Childhood Implications
Children’s tissues are not the same as adults. Compared to adults, children have connective tissues that are more mobile, muscles that are weaker and not as tight, joints that are looser, cranial bones that are less fused, and skeletal bones that are softer and more porous. As they grow, however, children’s cranial bones gradually fuse, their skin and connective tissues become less mobile, their ligaments grow more rigid, and their muscles become stronger and tighter.1 While they continue to be shaped by the demands made upon them, the skeletal bones also gradually become harder and denser. During this growing process, children’s bodies can easily become misaligned, fibrosed, or tight in ways that will affect them as adults. Scarring and shrinking of connective tissue around injuries or deformities can restrict movement and create faulty movement patterns (such as walking with one knee twisted inward to accommodate a frequently sprained ankle). Patterns of muscle tightness can also develop around a single contracted area.

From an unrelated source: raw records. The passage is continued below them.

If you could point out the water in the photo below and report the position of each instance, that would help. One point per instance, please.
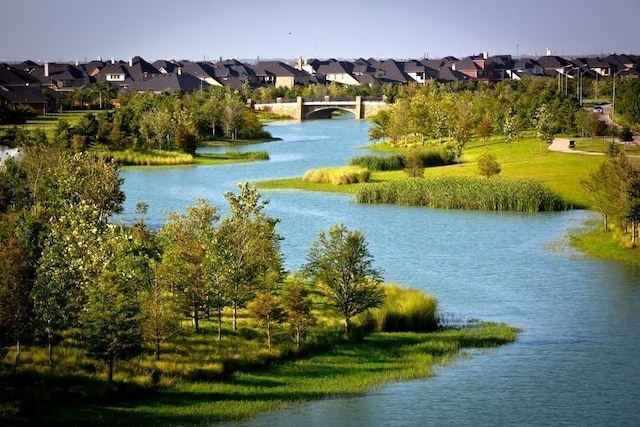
(575, 361)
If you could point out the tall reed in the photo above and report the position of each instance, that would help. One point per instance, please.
(404, 310)
(473, 193)
(338, 176)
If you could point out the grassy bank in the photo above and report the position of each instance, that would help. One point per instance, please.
(561, 172)
(610, 246)
(348, 368)
(131, 157)
(202, 379)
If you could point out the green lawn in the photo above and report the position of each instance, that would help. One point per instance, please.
(562, 172)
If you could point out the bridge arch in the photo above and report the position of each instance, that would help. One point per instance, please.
(326, 112)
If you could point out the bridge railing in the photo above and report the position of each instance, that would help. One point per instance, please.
(320, 99)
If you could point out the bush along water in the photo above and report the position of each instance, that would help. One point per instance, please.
(472, 193)
(428, 158)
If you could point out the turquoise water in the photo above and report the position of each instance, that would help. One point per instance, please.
(575, 361)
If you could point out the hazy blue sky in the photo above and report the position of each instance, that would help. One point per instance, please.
(67, 30)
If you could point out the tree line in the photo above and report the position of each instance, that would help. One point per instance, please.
(64, 266)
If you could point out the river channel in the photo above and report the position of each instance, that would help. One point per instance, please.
(576, 360)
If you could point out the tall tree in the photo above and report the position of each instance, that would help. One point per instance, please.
(183, 239)
(297, 308)
(111, 317)
(253, 255)
(342, 266)
(266, 310)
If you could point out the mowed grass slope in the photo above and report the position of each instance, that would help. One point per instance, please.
(523, 159)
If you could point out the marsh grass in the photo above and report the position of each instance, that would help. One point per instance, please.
(338, 176)
(474, 193)
(131, 157)
(345, 369)
(404, 310)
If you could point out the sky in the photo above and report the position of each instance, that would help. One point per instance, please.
(70, 30)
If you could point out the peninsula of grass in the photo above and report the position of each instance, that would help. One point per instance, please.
(520, 160)
(345, 369)
(131, 157)
(609, 246)
(470, 193)
(200, 379)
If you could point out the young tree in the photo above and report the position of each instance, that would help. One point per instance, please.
(183, 239)
(16, 281)
(413, 167)
(484, 128)
(111, 317)
(545, 126)
(253, 253)
(266, 310)
(297, 308)
(342, 266)
(488, 165)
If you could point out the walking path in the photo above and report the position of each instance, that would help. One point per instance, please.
(562, 145)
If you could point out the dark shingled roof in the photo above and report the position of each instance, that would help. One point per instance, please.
(170, 82)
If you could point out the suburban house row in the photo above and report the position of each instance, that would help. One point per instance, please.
(40, 84)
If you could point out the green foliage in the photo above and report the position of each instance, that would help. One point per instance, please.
(464, 193)
(488, 165)
(378, 163)
(338, 176)
(404, 310)
(297, 308)
(266, 310)
(342, 267)
(413, 165)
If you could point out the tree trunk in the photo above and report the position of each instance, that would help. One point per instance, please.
(347, 325)
(235, 316)
(50, 345)
(196, 319)
(110, 370)
(16, 362)
(269, 335)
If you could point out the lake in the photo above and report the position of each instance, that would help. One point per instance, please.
(575, 362)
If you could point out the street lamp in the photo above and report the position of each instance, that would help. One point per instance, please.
(613, 101)
(581, 82)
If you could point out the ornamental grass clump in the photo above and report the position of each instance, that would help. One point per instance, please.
(338, 176)
(404, 310)
(470, 193)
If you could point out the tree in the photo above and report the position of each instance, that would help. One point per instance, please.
(484, 128)
(545, 126)
(380, 124)
(183, 239)
(510, 129)
(16, 281)
(297, 308)
(253, 259)
(488, 165)
(413, 167)
(342, 266)
(111, 318)
(266, 310)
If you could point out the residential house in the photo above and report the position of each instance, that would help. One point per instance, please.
(279, 74)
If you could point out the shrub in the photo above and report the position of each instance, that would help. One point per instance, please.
(404, 310)
(488, 165)
(379, 163)
(338, 176)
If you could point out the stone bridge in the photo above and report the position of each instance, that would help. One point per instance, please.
(321, 108)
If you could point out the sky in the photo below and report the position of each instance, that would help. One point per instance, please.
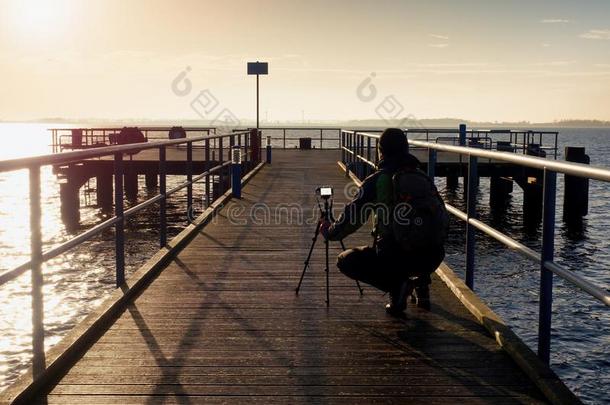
(482, 60)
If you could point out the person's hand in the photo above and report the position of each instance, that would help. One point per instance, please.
(324, 226)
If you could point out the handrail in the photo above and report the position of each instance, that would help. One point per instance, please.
(570, 168)
(73, 156)
(353, 147)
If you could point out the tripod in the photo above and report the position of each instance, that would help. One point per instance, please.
(325, 215)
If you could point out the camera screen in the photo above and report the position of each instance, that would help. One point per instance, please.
(326, 191)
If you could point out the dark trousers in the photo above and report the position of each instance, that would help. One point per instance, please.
(386, 270)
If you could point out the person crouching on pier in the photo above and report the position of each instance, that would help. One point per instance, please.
(409, 227)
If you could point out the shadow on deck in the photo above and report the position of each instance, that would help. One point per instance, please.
(222, 323)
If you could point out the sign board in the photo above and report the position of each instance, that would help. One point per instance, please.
(258, 68)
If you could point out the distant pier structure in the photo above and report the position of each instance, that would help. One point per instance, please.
(77, 176)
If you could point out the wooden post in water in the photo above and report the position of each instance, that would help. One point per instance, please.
(104, 191)
(576, 191)
(499, 190)
(70, 204)
(151, 180)
(131, 185)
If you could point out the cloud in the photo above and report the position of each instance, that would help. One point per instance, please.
(554, 21)
(596, 34)
(555, 63)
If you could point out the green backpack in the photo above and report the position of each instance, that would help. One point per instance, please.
(419, 219)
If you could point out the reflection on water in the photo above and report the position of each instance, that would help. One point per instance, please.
(76, 282)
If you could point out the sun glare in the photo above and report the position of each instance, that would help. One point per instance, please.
(40, 17)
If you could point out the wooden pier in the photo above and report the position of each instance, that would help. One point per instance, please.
(221, 323)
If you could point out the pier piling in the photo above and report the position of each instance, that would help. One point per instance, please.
(499, 190)
(131, 185)
(151, 180)
(104, 191)
(576, 190)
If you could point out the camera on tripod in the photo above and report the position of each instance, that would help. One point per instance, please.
(325, 192)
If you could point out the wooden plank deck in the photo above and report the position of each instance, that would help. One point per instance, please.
(222, 324)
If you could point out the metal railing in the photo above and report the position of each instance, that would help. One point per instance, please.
(288, 137)
(211, 144)
(86, 138)
(360, 146)
(519, 140)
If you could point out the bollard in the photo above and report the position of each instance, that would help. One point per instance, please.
(236, 171)
(268, 150)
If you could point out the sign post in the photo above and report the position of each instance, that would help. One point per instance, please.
(258, 68)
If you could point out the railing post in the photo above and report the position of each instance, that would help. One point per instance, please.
(207, 169)
(360, 153)
(163, 202)
(221, 171)
(236, 171)
(462, 134)
(342, 145)
(119, 228)
(189, 178)
(38, 354)
(471, 211)
(368, 154)
(546, 276)
(431, 163)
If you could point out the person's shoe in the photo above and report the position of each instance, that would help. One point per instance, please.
(423, 297)
(398, 299)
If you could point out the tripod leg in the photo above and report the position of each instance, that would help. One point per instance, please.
(313, 243)
(357, 282)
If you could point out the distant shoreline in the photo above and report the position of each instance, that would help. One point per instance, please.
(423, 123)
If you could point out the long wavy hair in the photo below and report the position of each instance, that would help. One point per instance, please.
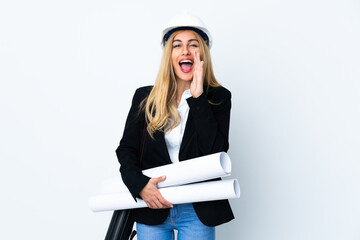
(160, 106)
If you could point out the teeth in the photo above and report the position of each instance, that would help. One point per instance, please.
(186, 61)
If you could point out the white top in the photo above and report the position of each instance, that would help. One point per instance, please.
(174, 137)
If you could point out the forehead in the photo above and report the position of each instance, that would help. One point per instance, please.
(185, 35)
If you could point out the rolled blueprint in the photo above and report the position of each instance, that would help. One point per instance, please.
(197, 192)
(189, 171)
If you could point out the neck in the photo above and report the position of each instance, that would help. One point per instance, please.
(181, 87)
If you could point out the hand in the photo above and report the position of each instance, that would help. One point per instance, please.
(196, 87)
(151, 195)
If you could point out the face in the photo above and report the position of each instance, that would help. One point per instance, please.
(184, 46)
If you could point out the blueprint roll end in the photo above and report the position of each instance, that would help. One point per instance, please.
(236, 188)
(225, 162)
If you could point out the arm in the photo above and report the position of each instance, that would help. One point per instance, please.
(212, 121)
(128, 150)
(128, 156)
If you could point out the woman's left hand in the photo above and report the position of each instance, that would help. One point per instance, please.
(196, 87)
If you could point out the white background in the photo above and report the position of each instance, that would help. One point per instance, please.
(68, 70)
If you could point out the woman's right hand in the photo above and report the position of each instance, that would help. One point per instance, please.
(151, 195)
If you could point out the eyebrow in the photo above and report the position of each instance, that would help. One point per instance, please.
(178, 40)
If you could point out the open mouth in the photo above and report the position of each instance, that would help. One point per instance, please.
(186, 65)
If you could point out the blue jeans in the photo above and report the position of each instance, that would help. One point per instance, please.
(183, 218)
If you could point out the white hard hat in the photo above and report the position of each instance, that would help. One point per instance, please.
(186, 21)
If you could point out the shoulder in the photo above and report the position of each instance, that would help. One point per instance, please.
(141, 91)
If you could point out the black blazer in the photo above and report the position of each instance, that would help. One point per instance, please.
(206, 132)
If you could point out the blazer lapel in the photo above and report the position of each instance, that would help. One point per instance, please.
(189, 131)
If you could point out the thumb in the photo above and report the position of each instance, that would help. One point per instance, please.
(160, 179)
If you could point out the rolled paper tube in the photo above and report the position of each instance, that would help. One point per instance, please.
(197, 192)
(188, 171)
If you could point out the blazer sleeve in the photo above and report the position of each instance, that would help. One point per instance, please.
(212, 121)
(129, 147)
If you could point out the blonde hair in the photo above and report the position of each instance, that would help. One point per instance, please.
(160, 106)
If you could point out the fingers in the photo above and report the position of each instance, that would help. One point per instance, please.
(151, 195)
(159, 179)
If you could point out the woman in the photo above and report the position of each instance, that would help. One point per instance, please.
(186, 114)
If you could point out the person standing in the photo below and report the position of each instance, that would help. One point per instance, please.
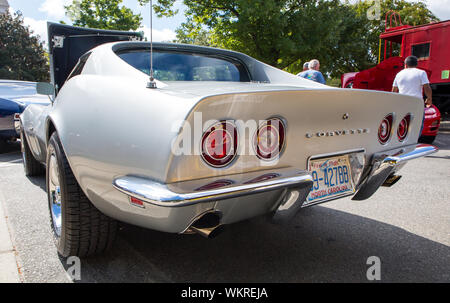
(413, 81)
(305, 68)
(313, 72)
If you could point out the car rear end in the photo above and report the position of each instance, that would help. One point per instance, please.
(431, 122)
(267, 149)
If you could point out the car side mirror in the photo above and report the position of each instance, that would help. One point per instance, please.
(48, 89)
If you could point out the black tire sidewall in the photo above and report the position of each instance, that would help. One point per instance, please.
(55, 146)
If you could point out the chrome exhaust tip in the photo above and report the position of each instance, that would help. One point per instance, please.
(207, 225)
(391, 180)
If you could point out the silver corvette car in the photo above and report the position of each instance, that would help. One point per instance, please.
(217, 138)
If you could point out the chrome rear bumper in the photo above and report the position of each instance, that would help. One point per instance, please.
(385, 165)
(212, 189)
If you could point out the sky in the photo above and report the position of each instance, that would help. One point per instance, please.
(37, 12)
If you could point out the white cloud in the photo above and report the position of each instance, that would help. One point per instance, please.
(166, 35)
(54, 8)
(39, 27)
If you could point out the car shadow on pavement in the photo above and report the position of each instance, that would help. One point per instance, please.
(9, 147)
(319, 245)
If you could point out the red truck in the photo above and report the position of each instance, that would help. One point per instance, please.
(430, 43)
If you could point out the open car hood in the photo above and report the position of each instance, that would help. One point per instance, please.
(68, 43)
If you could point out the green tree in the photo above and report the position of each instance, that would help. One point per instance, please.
(287, 33)
(22, 55)
(103, 14)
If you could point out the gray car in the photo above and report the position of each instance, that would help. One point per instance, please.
(217, 138)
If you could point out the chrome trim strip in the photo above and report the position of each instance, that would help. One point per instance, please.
(384, 166)
(421, 150)
(171, 195)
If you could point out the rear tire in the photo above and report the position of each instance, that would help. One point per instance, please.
(30, 165)
(79, 228)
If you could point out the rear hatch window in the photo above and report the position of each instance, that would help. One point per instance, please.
(185, 66)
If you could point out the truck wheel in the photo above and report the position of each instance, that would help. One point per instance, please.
(30, 165)
(79, 228)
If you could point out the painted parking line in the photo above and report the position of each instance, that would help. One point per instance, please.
(9, 271)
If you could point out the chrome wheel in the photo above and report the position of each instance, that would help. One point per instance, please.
(54, 189)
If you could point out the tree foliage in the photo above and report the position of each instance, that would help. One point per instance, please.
(103, 14)
(287, 33)
(22, 55)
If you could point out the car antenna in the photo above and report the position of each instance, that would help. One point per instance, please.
(151, 83)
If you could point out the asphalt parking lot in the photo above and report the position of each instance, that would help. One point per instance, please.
(406, 226)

For example, a continuing chain of secondary muscle contractures in such muscles as the adductor longus, tensor fasciae latae, rectus femoris, and quadratus lumborum can stem from a chronically tense or shortened iliopsoas.2 The way children sit, move, and hold themselves upright can also shape their bodies. Trigger points can develop from deformities, pain, or injuries, while muscle-guarding around pain or emotional trauma can create deep and lasting tension.3 So, encourage your clients to bring in their children for bodywork when they’re young, before these issues become chronic.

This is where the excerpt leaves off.